Heyneke Meyer should select the inexperienced players in his Springbok squad for the match against the World XV, writes MARK KEOHANE.
Those in South African rugby and politics who always equate transformation to non-white playing numbers in the national squad will be euphoric with the numbers in Springbok coach Heyneke Meyer’s Springbok squad. But it is one thing to name a player in a 36-strong squad; it is quite another to play him in a starting XV or in match-day line-up.
This will be the challenge for Meyer in the next month. The warm-up against the World XV at Newlands on Saturday and the Tests against Wales (two) and Scotland respectively will test Meyer’s conservatism and historical philosophy that best plays every time.
Meyer has seldom experimented with the Boks. He has selected his tried and trusted and, outside of four defeats against the All Blacks, has got the reward.
Meyer has in the past two years settled on his best starting XV. It reads: Willie le Roux, JP Pietersen, Jaque Fourie, Jean de Villiers, Bryan Habana, Morné Steyn, Fourie du Preez, Duane Vermeulen, Willem Alberts, Francois Louw, Victor Matfield, Eben Etzebeth, Jannie du Plessis, Bismarck du Plessis and Beast Mtawarira.

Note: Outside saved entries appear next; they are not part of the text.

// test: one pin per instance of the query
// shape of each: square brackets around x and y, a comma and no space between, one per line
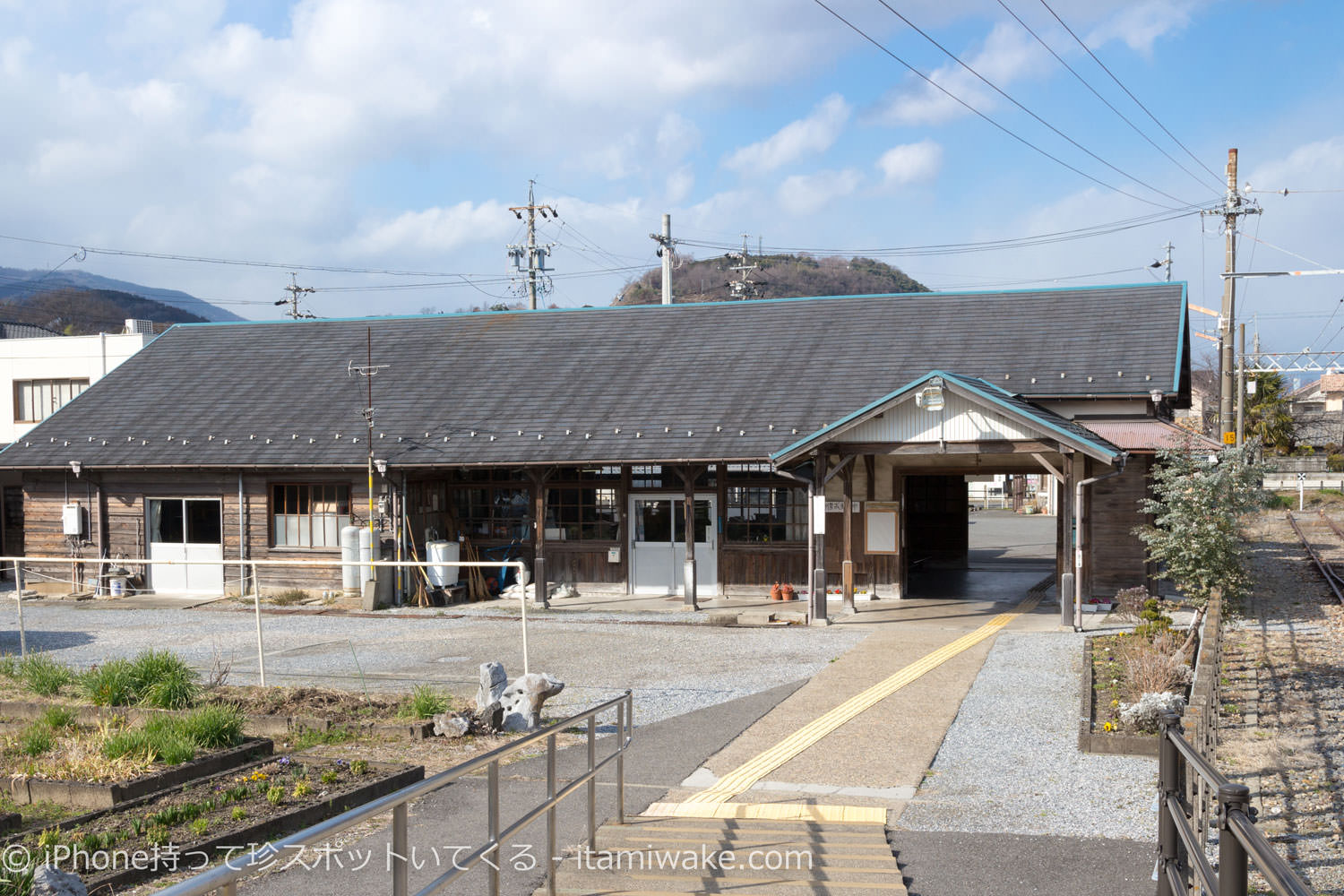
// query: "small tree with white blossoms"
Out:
[1196,504]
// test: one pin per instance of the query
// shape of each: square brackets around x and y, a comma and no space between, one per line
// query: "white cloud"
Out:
[1007,56]
[676,137]
[1142,23]
[806,194]
[910,163]
[433,228]
[679,185]
[806,136]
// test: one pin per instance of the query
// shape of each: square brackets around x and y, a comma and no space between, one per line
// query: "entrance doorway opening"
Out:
[658,543]
[185,530]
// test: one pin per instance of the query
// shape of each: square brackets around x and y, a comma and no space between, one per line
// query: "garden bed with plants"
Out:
[1132,677]
[201,823]
[159,681]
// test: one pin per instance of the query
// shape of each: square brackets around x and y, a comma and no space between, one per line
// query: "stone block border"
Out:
[384,778]
[80,794]
[254,724]
[1202,705]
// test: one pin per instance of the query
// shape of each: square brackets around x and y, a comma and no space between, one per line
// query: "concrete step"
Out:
[768,857]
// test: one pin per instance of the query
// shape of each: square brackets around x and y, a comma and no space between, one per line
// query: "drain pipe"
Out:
[812,540]
[1078,538]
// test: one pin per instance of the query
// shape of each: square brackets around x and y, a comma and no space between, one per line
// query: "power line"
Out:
[1005,96]
[957,249]
[1083,82]
[1211,174]
[983,116]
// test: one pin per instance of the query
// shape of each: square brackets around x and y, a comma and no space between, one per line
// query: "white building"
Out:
[43,371]
[42,375]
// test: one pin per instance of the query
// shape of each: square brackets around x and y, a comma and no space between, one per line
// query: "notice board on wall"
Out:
[881,527]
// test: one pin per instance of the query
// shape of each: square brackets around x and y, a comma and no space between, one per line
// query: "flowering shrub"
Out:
[1148,711]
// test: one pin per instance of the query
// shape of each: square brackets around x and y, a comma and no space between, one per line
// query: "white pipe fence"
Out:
[261,654]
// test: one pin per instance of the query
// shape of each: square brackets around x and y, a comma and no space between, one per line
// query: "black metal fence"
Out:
[1183,864]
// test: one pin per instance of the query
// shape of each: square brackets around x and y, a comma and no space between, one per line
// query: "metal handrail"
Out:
[1238,844]
[18,562]
[223,879]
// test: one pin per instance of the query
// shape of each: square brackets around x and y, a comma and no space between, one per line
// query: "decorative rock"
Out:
[448,724]
[523,699]
[50,880]
[492,684]
[491,719]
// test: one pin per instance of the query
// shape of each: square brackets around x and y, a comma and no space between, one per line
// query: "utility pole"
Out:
[535,254]
[1241,386]
[368,370]
[295,290]
[744,288]
[666,250]
[1233,209]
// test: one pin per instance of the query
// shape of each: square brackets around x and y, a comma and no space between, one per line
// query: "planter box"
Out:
[86,796]
[1104,743]
[236,842]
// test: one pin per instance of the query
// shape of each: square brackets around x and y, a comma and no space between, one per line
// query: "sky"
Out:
[375,148]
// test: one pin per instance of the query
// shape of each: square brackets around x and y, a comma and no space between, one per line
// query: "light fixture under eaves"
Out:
[930,397]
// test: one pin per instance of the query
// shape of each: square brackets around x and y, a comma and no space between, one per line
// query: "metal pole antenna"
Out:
[370,418]
[1225,403]
[535,254]
[667,260]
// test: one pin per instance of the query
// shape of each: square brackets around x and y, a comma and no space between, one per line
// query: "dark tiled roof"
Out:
[648,383]
[978,390]
[15,330]
[1150,435]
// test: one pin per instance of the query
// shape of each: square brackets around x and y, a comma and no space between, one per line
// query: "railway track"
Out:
[1332,575]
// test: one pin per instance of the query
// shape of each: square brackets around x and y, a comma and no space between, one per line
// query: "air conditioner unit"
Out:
[72,519]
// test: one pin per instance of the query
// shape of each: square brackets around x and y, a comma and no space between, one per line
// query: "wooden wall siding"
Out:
[1117,555]
[937,520]
[124,498]
[960,421]
[13,532]
[755,565]
[575,564]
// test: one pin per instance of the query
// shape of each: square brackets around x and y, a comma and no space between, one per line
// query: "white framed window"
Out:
[308,514]
[35,401]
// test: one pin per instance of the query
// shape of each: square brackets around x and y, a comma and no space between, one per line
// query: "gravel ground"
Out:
[1282,721]
[1011,763]
[672,667]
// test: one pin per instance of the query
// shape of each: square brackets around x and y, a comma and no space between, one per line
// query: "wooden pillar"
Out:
[543,591]
[817,590]
[847,568]
[898,495]
[688,583]
[626,535]
[720,479]
[1064,520]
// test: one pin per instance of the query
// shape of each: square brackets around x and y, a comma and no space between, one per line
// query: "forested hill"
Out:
[776,277]
[78,312]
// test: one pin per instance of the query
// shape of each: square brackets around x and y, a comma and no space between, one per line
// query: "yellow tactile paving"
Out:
[754,770]
[774,812]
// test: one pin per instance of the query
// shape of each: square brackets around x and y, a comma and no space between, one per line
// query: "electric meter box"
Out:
[72,519]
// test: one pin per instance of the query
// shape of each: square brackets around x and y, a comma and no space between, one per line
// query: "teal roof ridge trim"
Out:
[1182,338]
[969,293]
[707,381]
[1016,406]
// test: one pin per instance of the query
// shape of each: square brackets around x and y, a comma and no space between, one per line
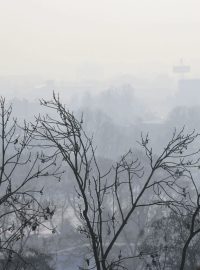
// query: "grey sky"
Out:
[62,38]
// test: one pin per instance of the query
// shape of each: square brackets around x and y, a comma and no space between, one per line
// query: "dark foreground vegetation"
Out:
[63,206]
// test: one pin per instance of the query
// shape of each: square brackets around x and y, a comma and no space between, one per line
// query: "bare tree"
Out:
[107,200]
[21,168]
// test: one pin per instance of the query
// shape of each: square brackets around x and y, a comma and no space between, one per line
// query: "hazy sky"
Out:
[74,38]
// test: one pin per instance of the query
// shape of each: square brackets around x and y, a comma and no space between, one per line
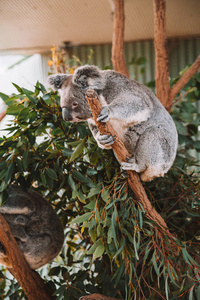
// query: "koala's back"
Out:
[34,224]
[151,140]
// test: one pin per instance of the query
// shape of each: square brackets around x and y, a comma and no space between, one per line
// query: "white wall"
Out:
[24,74]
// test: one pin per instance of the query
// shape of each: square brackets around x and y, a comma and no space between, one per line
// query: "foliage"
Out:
[110,246]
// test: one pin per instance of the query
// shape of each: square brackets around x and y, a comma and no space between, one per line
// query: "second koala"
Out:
[35,226]
[140,120]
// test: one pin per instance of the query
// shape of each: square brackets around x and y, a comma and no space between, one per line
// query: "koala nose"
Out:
[66,114]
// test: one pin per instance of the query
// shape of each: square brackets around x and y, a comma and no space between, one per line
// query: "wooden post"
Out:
[118,60]
[30,281]
[161,54]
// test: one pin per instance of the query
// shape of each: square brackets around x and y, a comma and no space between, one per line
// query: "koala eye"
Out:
[74,104]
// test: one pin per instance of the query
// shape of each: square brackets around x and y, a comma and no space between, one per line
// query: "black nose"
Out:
[66,114]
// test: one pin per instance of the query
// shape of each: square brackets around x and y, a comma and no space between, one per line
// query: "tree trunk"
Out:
[118,60]
[161,54]
[163,91]
[30,281]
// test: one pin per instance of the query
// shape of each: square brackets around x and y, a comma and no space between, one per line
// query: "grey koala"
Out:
[140,120]
[35,226]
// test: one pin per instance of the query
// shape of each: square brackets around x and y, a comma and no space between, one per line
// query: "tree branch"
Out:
[2,115]
[96,297]
[161,54]
[122,154]
[30,281]
[177,87]
[118,60]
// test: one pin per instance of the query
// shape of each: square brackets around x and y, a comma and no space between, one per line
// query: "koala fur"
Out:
[35,226]
[140,120]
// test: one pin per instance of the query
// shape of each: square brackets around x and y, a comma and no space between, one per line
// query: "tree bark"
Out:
[177,87]
[118,60]
[30,281]
[161,53]
[96,297]
[122,154]
[2,115]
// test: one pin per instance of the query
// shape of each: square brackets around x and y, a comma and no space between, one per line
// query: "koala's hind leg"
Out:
[152,155]
[131,164]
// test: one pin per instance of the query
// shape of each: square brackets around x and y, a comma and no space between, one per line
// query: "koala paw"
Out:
[104,114]
[105,140]
[130,165]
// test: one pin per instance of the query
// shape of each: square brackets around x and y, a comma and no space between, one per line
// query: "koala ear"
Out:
[89,76]
[56,81]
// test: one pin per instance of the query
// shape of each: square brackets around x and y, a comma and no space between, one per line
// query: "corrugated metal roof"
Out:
[38,24]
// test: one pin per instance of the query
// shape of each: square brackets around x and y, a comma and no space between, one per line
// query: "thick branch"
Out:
[30,281]
[122,154]
[161,54]
[118,60]
[184,79]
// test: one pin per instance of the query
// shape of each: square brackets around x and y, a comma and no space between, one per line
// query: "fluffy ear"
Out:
[89,76]
[56,81]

Matfield only returned this season after retiring in 2011 but Meyer had always wanted him as his starting No 5 lock option in terms of the World Cup.
Meyer, in his first season, ignored the bulk of the overseas veterans and picked a very young squad. It was his way of building the second tier within his squad. In the next month he has to add to that second tier.
It is why Marnitz Boshoff’s exclusion, as a flyhalf option, was surprising. Boshoff’s game looks ideally suited to Meyer’s style and to the demands of Test rugby. His goal-kicking is also the best among the South African options.
Cheetahs flank Heinrich Brüssow would always be in my squad but Meyer has never been a fan of the Brüssow way and his omission has nothing to do with the player’s performance but rather with a coach’s belief that the player does not fit in with his playing philosophy.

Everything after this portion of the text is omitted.